Une grande fête se prépare pour célébrer la communion des êtres humains avec la nature. Alors que tous attendent l’événement avec impatience, la nymphe Daphné est la seule à en être effrayée, refusant les avances et l’amour des hommes, leur préférant la beauté de la nature. Le berger Leucippe, son ami d’enfance, a grandi et courtise en vain la jeune femme, qui rejette tous ses prétendants. Il entend alors se déguiser en femme pour l’approcher. Un étranger arrive à la fête et exige un baiser de Daphné. L’inconnu n’est autre que le dieu Apollon, ébloui lui aussi par la beauté de la nymphe. Découvrant la supercherie de Leucippe, Apollon le transperce d’une flèche. Touché par les remords de Daphné, qui se considère comme responsable de la mort du berger, Apollon demande à Zeus de la transformer en arbre pour qu’elle se fonde à jamais dans cette nature qu’elle aime tant.

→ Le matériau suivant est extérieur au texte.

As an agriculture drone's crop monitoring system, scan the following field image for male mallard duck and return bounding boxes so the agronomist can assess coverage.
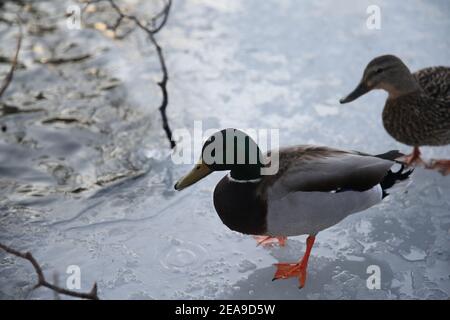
[340,55,450,175]
[174,128,412,288]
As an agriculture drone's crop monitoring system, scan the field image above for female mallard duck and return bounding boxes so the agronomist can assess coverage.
[340,54,450,175]
[174,128,412,288]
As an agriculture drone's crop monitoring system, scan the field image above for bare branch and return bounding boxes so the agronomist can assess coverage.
[0,17,22,99]
[87,0,176,148]
[150,0,172,34]
[0,242,99,300]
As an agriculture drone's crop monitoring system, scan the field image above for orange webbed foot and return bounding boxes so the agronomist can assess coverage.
[428,159,450,176]
[254,235,287,247]
[402,147,425,167]
[271,235,316,289]
[273,262,307,288]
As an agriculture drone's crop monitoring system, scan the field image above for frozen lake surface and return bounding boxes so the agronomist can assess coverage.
[0,0,449,299]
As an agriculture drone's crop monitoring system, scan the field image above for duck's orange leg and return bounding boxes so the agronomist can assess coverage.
[403,146,425,166]
[254,235,287,247]
[272,235,315,288]
[428,159,450,176]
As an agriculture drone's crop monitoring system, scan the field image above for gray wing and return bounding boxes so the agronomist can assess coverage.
[263,146,397,199]
[414,66,450,100]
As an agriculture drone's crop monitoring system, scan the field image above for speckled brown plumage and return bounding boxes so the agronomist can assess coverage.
[414,66,450,100]
[341,55,450,150]
[383,91,450,146]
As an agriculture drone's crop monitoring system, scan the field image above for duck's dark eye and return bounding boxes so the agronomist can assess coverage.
[375,68,383,74]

Serait-ce parce que l’effectif orchestral comprend un cor des Alpes ou faut-il y voir un clin d’œil aux origines de Richard Strauss ? On ne saurait le dire, mais toujours est-il que le metteur en scène Christof Loy – juste avant sa fabuleuse Medea à Genève – a choisi de transposer l’action dans une auberge de Bavière, où la bière coule à flots et où les clients portent la culotte de peau. Avec, une nouvelle fois, beaucoup d’intelligence, il balaie toute référence mythologique et, surtout, trouve une solution pour la fin – bancale – de l’œuvre. Evoluant dans un univers masculin oppressant, Daphné est ici la proie de la concupiscence et de la cupidité des hommes, autant de corps à moitié dévêtus et tenus en laisse avec peine. Devant tant de sauvagerie, on comprend mieux son rejet du genre humain et son attachement à la nature. Pour Christof Loy, Leucippe est tué non pas par Apollon mais par Daphné, qui est alors arrêtée par la police, menottée puis conduite en prison pendant la fin – purement orchestrale – de l’ouvrage, une page, soit dit en passant, absolument magnifique. Cette transposition et actualisation habile d’une tragédie bucolique surannée parle aux spectateurs d’aujourd’hui, voilà le grand mérite de Christof Loy.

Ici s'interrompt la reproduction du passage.